In fact, according to research by SME loan provider Wirefund, 21 per cent of SME business owners believes it only means that business owners would pay money back on time to the best of their ability.
Furthermore, nearly two thirds (61 per cent) have no idea that personal assets can be clawed back if they default on the loan, believing that only business assets would be affected.
Here James looks at the key points SMEs should consider when thinking about signing a personal guarantee:
1) Personal Guarantees allow lenders to call on your personal assets if you can’t pay back your business loan (plus interest!)
Your personal assets don’t tend to stop at your watch, jewellery or car; we’re also talking about your home and life savings too. When it comes to personal guarantees, anything you own is up for grabs. If you die with a personal guarantee in place, the lender can even take action to recover money and assets from your estate.
2) You may be able to negotiate the amount of the loan that must be guaranteed
There is often an assumption that the lender will want the entire loan to be guaranteed, but that’s not always the case. Ask whether they would be open to you reducing the amount that is guaranteed on a capped liability basis. Alternatively, the personal guarantee could be unlimited, meaning that the lender is guaranteed that they will recover the total amount of their debt, including any legal fees, from you. It is important to note that you will always be liable for interest and the lender’s recovery costs as well, even if you have agreed a cap on liability.
3) One in five companies fold in the first year
If your business is a new start-up, is there a risk that it could be one of them? Risk assess everything to ensure you’re prepared for if things go wrong.

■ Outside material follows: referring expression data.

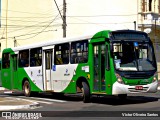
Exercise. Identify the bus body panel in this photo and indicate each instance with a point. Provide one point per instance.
(65, 77)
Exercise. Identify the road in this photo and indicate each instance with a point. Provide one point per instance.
(102, 107)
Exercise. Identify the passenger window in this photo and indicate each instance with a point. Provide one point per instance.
(36, 57)
(24, 58)
(61, 54)
(6, 60)
(79, 52)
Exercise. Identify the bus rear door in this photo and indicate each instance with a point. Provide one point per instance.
(101, 73)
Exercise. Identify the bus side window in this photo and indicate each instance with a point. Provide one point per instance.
(79, 52)
(6, 60)
(24, 58)
(36, 57)
(61, 54)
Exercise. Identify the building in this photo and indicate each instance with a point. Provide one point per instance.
(30, 21)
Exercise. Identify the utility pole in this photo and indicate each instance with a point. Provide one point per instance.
(15, 42)
(64, 18)
(134, 25)
(64, 25)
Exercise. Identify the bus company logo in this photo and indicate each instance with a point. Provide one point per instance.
(7, 115)
(66, 73)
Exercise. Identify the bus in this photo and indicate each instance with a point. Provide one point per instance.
(106, 63)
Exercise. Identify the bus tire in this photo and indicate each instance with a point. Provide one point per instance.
(85, 92)
(27, 88)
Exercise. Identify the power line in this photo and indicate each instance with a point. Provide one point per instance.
(41, 30)
(102, 15)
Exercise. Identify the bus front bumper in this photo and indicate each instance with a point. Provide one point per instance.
(124, 89)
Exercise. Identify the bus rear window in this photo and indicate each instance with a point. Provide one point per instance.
(6, 60)
(24, 58)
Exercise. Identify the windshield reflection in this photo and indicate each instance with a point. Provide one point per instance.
(133, 56)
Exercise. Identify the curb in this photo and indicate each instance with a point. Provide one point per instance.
(13, 107)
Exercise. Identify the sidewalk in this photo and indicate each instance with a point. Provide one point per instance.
(12, 103)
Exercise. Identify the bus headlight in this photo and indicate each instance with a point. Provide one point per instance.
(155, 77)
(119, 79)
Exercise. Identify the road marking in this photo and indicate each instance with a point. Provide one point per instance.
(52, 100)
(46, 99)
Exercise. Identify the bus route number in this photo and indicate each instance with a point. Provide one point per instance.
(139, 87)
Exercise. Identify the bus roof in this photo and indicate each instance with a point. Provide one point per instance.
(48, 43)
(102, 34)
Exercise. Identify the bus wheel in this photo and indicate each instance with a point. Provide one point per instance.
(122, 96)
(85, 92)
(27, 88)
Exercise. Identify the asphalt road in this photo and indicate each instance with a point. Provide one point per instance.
(137, 106)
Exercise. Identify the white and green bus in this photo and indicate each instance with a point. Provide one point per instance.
(109, 63)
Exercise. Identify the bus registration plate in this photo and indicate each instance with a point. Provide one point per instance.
(139, 87)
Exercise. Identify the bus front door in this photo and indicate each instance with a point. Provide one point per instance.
(48, 68)
(99, 68)
(14, 72)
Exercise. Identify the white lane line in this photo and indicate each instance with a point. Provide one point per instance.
(46, 99)
(52, 100)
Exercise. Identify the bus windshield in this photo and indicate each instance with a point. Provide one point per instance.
(133, 56)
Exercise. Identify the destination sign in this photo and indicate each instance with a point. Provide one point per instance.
(128, 35)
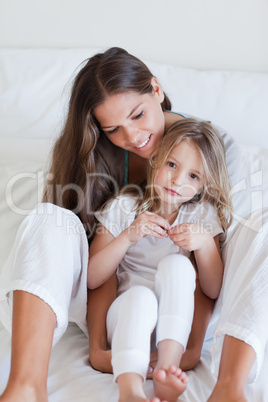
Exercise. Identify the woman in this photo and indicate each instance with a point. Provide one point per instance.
(115, 103)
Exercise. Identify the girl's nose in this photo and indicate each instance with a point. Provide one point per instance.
(177, 179)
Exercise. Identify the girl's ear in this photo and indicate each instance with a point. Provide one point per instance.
(158, 90)
(201, 191)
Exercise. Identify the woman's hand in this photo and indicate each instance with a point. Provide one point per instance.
(189, 236)
(146, 224)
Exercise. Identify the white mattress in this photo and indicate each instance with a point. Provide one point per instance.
(72, 379)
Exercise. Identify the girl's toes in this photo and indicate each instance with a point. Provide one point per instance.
(160, 374)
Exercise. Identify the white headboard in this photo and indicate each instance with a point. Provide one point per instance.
(201, 34)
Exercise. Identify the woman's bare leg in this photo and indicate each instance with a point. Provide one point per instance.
(237, 359)
(32, 335)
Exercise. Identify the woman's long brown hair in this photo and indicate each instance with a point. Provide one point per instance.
(80, 178)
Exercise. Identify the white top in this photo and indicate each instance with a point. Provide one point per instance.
(139, 265)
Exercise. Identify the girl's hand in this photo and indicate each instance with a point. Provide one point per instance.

A personal guarantee may be an appropriate risk if your business is stable and you have a plan for expansion, but it is unlikely to be appropriate if your business is struggling and you are juggling debt.
4) Personal Guarantee Insurance is now available
A new type of insurance which protects your personal assets should you default on the loan is now available, and is based on what percentage of the Personal Guarantee the owner wants to secure. There are some caveats, however, so be sure to discuss with your insurance broker before going ahead with an agreement.
5) Find out what constitutes a default
At what point will the lender invoke action against you, and what will that action involve? Will they issue a statutory demand which will allow you 21 days to pay up or agree on a new deadline? It is crucial to determine in advance exactly how the situation could look for you should you default on the loan. It is important to remember that, under most personal guarantees, the lender can just proceed directly against you and does not need to take legal action against your business first.
6) You’ll still have to settle if the business becomes insolvent – even if you’re a limited company
This is what the personal liability aspect is all about – reassuring your lender that, even in cases of insolvency, they’ll still be able to recover the debt. So, you won’t benefit from the security usually offered by administration; the word ‘personal’ in guarantees makes it clear that the directors’ own assets will become vulnerable.
7) Find out what the process of enforcing the debt will be
There are a number of ways that the lender can enforce the guarantee, whether through a County Court or High Court Judgement, a Warrant of Execution which bailiffs will deliver, or a Charging Order. Once a charging order has been made, your creditor can apply to the court for an order for sale, to force you to sell your home. Discuss this with the lender so that you understand what exactly is at risk.
8) Check with a solicitor before signing on the dotted line
As with all contracts, the detail with personal guarantees is in the small print. Make sure a solicitor experienced in dealing with this form of lending checks over the document before you sign to ensure there are no nasty surprises hidden within the wording.